An hour later I got my answer when she walked through the door and came into the kitchen. She took the death certificate from me, scanned it, and shook her head. No, Nicole told me, she had never seen it before in her life. To make matters even more complicated, I had purchased the Cage from a couple who had, in turn, bought it from the widow of the deceased. What were the odds that the death certificate had been inside the house ever since then, and that all of us had failed to spot it?

That was when we both started to get scared. The only other explanation we could come up with was that somebody was trying to frighten or intimidate us, which meant that they must have broken in. Together we searched the Cage from top to bottom, checking every door and window. They were all secure and undamaged; we found no signs of a break-in at all.

Not really expecting to find anything out, I showed the death certificate to a few of the locals that I knew. None of them had any explanation either. Although I kept my suspicions to myself, I began to suspect that this might be a message or a sign of some sort, possibly from the deceased owner himself. Was he trying to tell me that he was still there in the Cage?

The man’s wife had understandably sold the Cage as soon as she could and moved out, relieved to be rid of the place and its unhappy association with the death of her husband.
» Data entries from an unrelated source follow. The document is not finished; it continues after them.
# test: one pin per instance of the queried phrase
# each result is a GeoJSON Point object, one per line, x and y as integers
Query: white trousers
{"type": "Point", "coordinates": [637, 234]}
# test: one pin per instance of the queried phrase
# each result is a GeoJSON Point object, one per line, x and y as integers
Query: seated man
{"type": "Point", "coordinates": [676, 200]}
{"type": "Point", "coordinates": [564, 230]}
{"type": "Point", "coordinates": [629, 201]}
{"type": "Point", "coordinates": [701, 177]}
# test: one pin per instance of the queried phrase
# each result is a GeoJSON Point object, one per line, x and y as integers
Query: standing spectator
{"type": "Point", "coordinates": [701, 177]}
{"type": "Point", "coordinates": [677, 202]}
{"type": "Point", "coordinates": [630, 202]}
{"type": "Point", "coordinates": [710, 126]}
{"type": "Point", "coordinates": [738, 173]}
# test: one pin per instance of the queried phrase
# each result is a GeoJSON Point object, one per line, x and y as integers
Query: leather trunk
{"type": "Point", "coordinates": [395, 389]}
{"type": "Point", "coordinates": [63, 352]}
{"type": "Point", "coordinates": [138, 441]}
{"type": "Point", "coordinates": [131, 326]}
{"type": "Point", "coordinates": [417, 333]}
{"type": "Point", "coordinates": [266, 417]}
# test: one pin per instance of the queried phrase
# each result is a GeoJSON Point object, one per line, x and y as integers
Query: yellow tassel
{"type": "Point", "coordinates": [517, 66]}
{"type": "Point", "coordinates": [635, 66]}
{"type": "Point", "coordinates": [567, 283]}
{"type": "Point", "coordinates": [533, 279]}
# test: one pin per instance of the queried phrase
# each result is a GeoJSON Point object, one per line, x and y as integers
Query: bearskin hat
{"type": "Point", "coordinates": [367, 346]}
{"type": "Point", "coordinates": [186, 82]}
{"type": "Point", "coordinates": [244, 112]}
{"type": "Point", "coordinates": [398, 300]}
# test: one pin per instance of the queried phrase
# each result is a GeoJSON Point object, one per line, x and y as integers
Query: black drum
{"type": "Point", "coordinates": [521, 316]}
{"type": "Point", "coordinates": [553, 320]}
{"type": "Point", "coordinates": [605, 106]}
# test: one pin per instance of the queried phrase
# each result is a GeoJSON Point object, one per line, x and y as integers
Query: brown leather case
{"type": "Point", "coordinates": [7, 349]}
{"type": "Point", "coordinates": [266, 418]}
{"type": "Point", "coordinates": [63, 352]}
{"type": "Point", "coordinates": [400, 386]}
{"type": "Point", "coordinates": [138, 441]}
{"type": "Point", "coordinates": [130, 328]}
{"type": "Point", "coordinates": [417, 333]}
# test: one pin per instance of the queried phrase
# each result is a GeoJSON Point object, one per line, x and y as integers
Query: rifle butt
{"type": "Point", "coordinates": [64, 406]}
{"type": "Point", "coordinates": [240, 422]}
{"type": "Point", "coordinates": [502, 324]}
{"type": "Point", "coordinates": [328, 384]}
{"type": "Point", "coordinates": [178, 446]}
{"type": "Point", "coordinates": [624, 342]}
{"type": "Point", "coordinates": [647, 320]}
What she said she couldn’t understand, I was to learn years later, was why “some people were claiming that my husband’s death certificate was found in the Cage? Only one copy of it was ever made, and the coroner sent that directly to me.”

I have no reason to disbelieve her, but as far as I’m concerned, that only deepens the mystery. If the single copy was sent to the man’s widow, how could one have possibly turned up in the kitchen inside the Cage? To this day I don’t have an answer. But I will tell you this … it was definitely a sign of things to come.